Methods
This document describes how the analyses under reddit/ were
produced. It is intentionally specific so a reader can re-run any
step or audit any citation.
Corpus
- Source: r/Aphantasia subreddit dump as JSONL (
r_aphantasia_posts.jsonl,r_aphantasia_comments.jsonl) downloaded by the user; not re-scraped. - Date span: 2015-08-31 → 2026-05-06.
- Row counts: 23,884 posts, 392,558 comments.
- Deletion handling: rows where
selftext/bodyis[deleted],[removed], or empty are kept in the relational tables (withis_deleted/is_removed/is_empty_*flags) but excluded from semantic chunks. Counts: 2,128 deleted posts, 1,794 removed posts, 2,841 empty selftexts; 9,936 deleted comments, 2,339 removed comments. - 130 comments reference posts not in the dump ("orphans"); they
surface as
orphan_commentchunks if they meet the 30-token floor.
Chunking
Thread-aware, four kinds (spec §4.3):
| Kind | Primary | Context included |
|---|---|---|
post |
post | top-3 scored top-level comment bodies |
top_comment |
top-level comment | parent post title + top child reply |
deeper_reply |
non-top-level comment | parent comment body |
orphan_comment |
comment whose link_id is not in posts |
none |
Token budget per chunk: 512 (truncated by dropping lowest-priority context first). All chunks indexed: 381,592 total (19,962 post + 179,367 top_comment + 182,184 deeper_reply + 79 orphan_comment).
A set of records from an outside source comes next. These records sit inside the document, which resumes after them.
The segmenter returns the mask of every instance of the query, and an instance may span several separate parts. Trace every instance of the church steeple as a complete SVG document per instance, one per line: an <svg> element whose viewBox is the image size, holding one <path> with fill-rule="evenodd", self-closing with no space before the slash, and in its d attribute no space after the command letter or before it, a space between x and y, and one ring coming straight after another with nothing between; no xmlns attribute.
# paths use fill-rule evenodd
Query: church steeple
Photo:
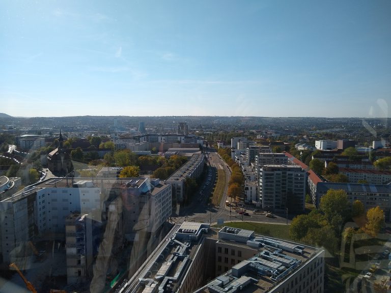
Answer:
<svg viewBox="0 0 391 293"><path fill-rule="evenodd" d="M64 138L61 134L61 129L60 130L60 136L59 136L59 149L61 150L64 145Z"/></svg>

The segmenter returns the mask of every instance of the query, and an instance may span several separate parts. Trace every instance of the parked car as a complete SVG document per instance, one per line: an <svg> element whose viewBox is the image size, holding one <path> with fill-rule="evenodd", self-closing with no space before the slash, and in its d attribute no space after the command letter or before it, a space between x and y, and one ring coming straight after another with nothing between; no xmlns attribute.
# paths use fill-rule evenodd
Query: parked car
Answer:
<svg viewBox="0 0 391 293"><path fill-rule="evenodd" d="M372 273L368 272L368 273L367 273L367 274L365 274L365 276L364 276L364 278L366 278L367 279L371 279L371 277L372 276Z"/></svg>

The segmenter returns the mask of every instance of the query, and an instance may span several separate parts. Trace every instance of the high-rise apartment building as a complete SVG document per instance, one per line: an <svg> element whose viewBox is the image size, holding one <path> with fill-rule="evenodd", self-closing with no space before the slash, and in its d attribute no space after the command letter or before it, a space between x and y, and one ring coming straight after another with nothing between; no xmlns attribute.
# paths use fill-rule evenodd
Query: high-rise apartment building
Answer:
<svg viewBox="0 0 391 293"><path fill-rule="evenodd" d="M260 201L263 209L302 211L304 209L306 172L299 166L266 165L261 169Z"/></svg>
<svg viewBox="0 0 391 293"><path fill-rule="evenodd" d="M184 135L189 135L189 128L187 122L179 122L178 124L177 130L178 133Z"/></svg>

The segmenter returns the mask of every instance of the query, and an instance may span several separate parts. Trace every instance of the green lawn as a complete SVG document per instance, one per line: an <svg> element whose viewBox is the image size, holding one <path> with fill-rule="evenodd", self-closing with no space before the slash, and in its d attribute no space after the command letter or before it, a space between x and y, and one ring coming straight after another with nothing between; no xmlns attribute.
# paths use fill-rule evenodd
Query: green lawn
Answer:
<svg viewBox="0 0 391 293"><path fill-rule="evenodd" d="M289 225L285 224L267 224L253 222L226 222L224 226L253 230L256 234L292 241L289 238ZM215 226L218 227L218 226Z"/></svg>

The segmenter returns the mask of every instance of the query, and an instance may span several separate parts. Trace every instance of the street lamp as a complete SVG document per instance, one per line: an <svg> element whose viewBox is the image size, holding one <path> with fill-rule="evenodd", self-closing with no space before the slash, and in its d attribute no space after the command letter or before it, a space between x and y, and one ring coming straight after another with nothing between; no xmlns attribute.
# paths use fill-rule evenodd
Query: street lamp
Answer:
<svg viewBox="0 0 391 293"><path fill-rule="evenodd" d="M285 212L287 213L287 225L288 225L288 208L285 208Z"/></svg>

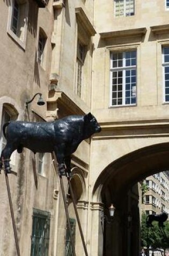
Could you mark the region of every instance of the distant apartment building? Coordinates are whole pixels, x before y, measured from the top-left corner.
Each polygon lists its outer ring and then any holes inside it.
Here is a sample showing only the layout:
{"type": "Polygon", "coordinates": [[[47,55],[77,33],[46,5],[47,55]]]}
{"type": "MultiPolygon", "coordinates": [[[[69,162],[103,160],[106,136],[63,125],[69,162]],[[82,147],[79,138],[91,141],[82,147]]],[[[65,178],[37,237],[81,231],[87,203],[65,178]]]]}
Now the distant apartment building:
{"type": "Polygon", "coordinates": [[[166,212],[169,214],[169,173],[163,171],[146,178],[143,211],[147,215],[166,212]]]}

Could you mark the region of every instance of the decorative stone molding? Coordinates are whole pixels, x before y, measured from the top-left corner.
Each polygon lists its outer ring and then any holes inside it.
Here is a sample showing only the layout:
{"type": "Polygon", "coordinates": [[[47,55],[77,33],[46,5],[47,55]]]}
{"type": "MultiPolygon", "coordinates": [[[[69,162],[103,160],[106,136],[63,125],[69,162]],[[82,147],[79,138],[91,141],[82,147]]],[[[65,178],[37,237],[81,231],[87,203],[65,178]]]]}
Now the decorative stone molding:
{"type": "Polygon", "coordinates": [[[128,29],[125,30],[116,30],[114,31],[104,32],[99,34],[102,39],[113,38],[115,37],[131,37],[137,36],[143,36],[146,32],[146,27],[139,27],[138,29],[128,29]]]}
{"type": "Polygon", "coordinates": [[[78,201],[77,204],[77,208],[78,209],[87,210],[89,202],[87,201],[78,201]]]}
{"type": "Polygon", "coordinates": [[[90,209],[92,211],[102,211],[104,204],[101,202],[92,202],[91,203],[90,209]]]}
{"type": "Polygon", "coordinates": [[[155,34],[165,34],[169,32],[169,24],[152,26],[150,27],[150,29],[155,34]]]}
{"type": "Polygon", "coordinates": [[[52,92],[52,93],[53,93],[52,96],[50,98],[49,96],[47,100],[47,116],[50,116],[51,114],[52,116],[53,114],[54,115],[58,114],[58,111],[60,109],[62,109],[62,113],[60,112],[59,117],[72,114],[84,115],[83,111],[65,93],[62,92],[54,93],[52,92]]]}
{"type": "Polygon", "coordinates": [[[83,24],[89,36],[90,37],[94,36],[96,31],[82,7],[76,8],[75,13],[77,22],[83,24]]]}
{"type": "Polygon", "coordinates": [[[167,120],[142,120],[132,122],[121,122],[117,124],[114,123],[101,123],[101,132],[95,139],[111,139],[128,137],[150,137],[169,136],[169,122],[167,120]]]}
{"type": "Polygon", "coordinates": [[[54,0],[53,6],[56,9],[62,9],[64,6],[64,0],[54,0]]]}
{"type": "Polygon", "coordinates": [[[57,190],[57,189],[54,189],[54,199],[57,200],[58,195],[58,190],[57,190]]]}

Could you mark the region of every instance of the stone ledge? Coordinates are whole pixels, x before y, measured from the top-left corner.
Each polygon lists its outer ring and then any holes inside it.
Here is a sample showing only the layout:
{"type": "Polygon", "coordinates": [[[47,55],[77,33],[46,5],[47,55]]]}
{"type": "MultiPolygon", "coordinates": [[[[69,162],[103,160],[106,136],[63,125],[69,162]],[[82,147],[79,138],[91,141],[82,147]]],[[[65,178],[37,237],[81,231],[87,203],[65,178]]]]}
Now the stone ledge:
{"type": "Polygon", "coordinates": [[[55,0],[54,1],[53,6],[54,9],[59,9],[64,7],[64,0],[55,0]]]}
{"type": "Polygon", "coordinates": [[[169,24],[159,25],[150,27],[151,31],[155,34],[164,34],[169,32],[169,24]]]}
{"type": "Polygon", "coordinates": [[[134,36],[142,36],[146,32],[146,27],[129,29],[125,30],[116,30],[114,31],[99,33],[102,39],[113,38],[115,37],[131,37],[134,36]]]}
{"type": "Polygon", "coordinates": [[[94,36],[96,31],[82,7],[75,8],[75,13],[78,21],[83,24],[89,36],[91,37],[94,36]]]}

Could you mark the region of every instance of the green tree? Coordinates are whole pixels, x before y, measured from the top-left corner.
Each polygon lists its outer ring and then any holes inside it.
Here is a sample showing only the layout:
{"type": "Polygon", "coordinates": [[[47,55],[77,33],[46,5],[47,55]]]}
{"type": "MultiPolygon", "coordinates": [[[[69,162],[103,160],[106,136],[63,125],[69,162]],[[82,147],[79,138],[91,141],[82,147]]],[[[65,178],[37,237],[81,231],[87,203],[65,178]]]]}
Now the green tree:
{"type": "Polygon", "coordinates": [[[149,229],[146,224],[147,216],[145,213],[142,216],[141,239],[142,246],[151,246],[153,249],[164,250],[169,247],[169,222],[164,223],[163,229],[159,228],[157,222],[153,222],[153,227],[149,229]]]}

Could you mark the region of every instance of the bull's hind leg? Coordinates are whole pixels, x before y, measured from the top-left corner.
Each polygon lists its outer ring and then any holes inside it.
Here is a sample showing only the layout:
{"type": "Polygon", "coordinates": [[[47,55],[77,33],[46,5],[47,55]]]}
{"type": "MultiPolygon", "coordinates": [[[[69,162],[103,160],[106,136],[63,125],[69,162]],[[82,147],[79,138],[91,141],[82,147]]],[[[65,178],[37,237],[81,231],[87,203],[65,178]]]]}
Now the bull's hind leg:
{"type": "Polygon", "coordinates": [[[0,171],[2,168],[2,160],[3,160],[5,171],[8,174],[11,172],[11,168],[10,165],[10,157],[15,149],[16,149],[14,148],[13,145],[8,143],[6,144],[5,148],[2,150],[1,155],[0,171]]]}

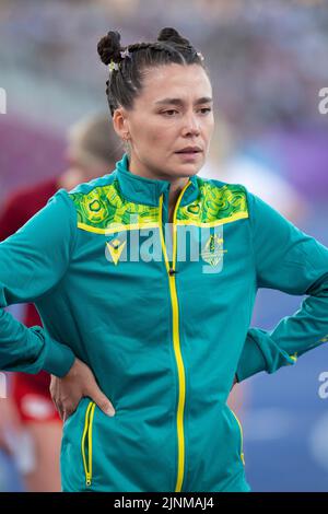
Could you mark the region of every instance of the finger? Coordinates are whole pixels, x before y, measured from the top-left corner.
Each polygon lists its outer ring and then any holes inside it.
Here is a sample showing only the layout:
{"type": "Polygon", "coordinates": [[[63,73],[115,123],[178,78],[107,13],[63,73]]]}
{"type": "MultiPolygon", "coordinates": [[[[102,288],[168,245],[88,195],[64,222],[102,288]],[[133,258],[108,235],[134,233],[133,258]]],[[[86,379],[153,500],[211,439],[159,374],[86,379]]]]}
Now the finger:
{"type": "Polygon", "coordinates": [[[90,397],[99,407],[99,409],[105,412],[105,414],[110,417],[115,414],[115,409],[112,402],[98,387],[92,389],[92,392],[90,393],[90,397]]]}

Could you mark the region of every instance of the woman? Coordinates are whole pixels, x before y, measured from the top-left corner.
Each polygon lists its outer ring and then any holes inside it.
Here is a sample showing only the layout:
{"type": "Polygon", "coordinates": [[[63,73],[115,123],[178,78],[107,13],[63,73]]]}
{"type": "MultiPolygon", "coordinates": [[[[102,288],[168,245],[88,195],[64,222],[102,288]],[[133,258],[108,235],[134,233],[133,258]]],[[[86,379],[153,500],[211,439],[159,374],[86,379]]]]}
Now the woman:
{"type": "Polygon", "coordinates": [[[0,367],[58,377],[63,491],[249,491],[226,398],[325,340],[328,249],[243,185],[197,176],[212,87],[187,39],[122,48],[109,32],[98,52],[127,153],[0,244],[1,306],[34,301],[44,323],[2,313],[0,367]],[[248,328],[260,287],[308,297],[248,328]]]}

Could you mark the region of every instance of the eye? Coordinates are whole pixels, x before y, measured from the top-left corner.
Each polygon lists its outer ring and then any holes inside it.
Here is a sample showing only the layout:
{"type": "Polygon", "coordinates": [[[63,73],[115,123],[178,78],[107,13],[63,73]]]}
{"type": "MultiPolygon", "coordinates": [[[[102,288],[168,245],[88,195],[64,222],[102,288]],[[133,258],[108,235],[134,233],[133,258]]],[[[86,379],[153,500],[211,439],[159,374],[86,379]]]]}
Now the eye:
{"type": "Polygon", "coordinates": [[[161,113],[161,114],[165,114],[165,115],[167,115],[168,117],[172,118],[173,116],[171,116],[168,113],[177,113],[177,110],[176,109],[163,110],[163,113],[161,113]]]}

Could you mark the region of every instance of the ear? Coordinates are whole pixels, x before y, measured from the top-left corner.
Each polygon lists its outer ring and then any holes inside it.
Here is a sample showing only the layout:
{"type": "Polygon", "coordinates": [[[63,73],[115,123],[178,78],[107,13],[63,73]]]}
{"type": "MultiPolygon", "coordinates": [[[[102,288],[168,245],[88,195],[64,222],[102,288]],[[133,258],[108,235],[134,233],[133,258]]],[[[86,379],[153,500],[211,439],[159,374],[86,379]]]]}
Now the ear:
{"type": "Polygon", "coordinates": [[[124,140],[128,140],[130,136],[129,120],[127,110],[124,107],[118,107],[114,110],[113,126],[116,133],[124,140]]]}

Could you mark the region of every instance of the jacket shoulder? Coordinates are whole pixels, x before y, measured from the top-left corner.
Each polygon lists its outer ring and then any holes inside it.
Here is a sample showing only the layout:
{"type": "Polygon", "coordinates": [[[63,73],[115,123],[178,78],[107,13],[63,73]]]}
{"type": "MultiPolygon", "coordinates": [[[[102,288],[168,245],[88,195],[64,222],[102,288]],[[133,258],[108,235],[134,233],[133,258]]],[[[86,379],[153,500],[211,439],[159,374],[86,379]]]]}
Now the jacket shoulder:
{"type": "Polygon", "coordinates": [[[197,177],[197,180],[200,199],[204,206],[202,211],[207,218],[226,219],[226,221],[248,218],[248,190],[243,184],[202,177],[197,177]]]}

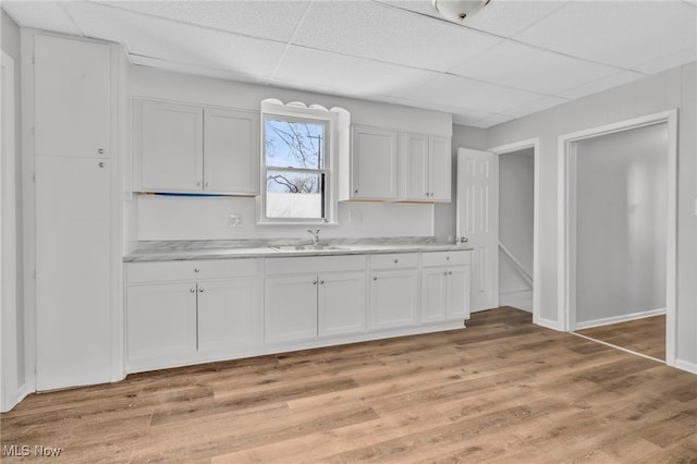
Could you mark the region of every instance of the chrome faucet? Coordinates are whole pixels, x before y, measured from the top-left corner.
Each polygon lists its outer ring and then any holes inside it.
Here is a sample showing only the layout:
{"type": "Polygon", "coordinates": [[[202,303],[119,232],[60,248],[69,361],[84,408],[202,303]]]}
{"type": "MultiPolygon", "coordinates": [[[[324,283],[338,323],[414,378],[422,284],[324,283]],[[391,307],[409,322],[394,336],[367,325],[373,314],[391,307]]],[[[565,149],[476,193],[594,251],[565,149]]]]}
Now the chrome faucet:
{"type": "Polygon", "coordinates": [[[319,228],[316,231],[307,229],[307,233],[313,236],[313,246],[317,246],[317,244],[319,243],[319,228]]]}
Chunk IDs are deterministic SHA-1 truncated to 20 hex chars over
(chunk_version, chunk_kind, primary_kind, primary_id,
sorted role-tagged secondary refs, content_hash).
Embeddings & retrieval
- Embedding model:
ollama:nomic-embed-text, 768-dim. Originally the substrate was specified to useintfloat/e5-small-v2(384-dim) on local CPU; the pre-build benchmark projected ~11 hours to embed the full corpus. The substrate builder switched to a network-local Ollama endpoint at10.10.10.44:11434(recorded inembedding_metadata.device), which finished in minutes. The switch is consistent with the "no API keys, no inference server stood up alongside the pipeline" rule — the Ollama endpoint pre-existed on the local network. Querying re-uses the same endpoint. - Vector store:
sqlite-vecvirtual table with cosine similarity. - Lexical store: SQLite FTS5 with the
porter unicode61 remove_diacritics 2tokenizer. - Hybrid retrieval: reciprocal rank fusion (k=60) of BM25 + vector rankings.
Theme tagging
The taxonomy at pipeline/config/taxonomy.yaml defines 15
top-level themes broken into 33 sub-themes. For each sub-theme,
each seed query is run through hybrid retrieval at k=200, results
are unioned, and the highest-scoring (chunk, sub-theme) pair wins.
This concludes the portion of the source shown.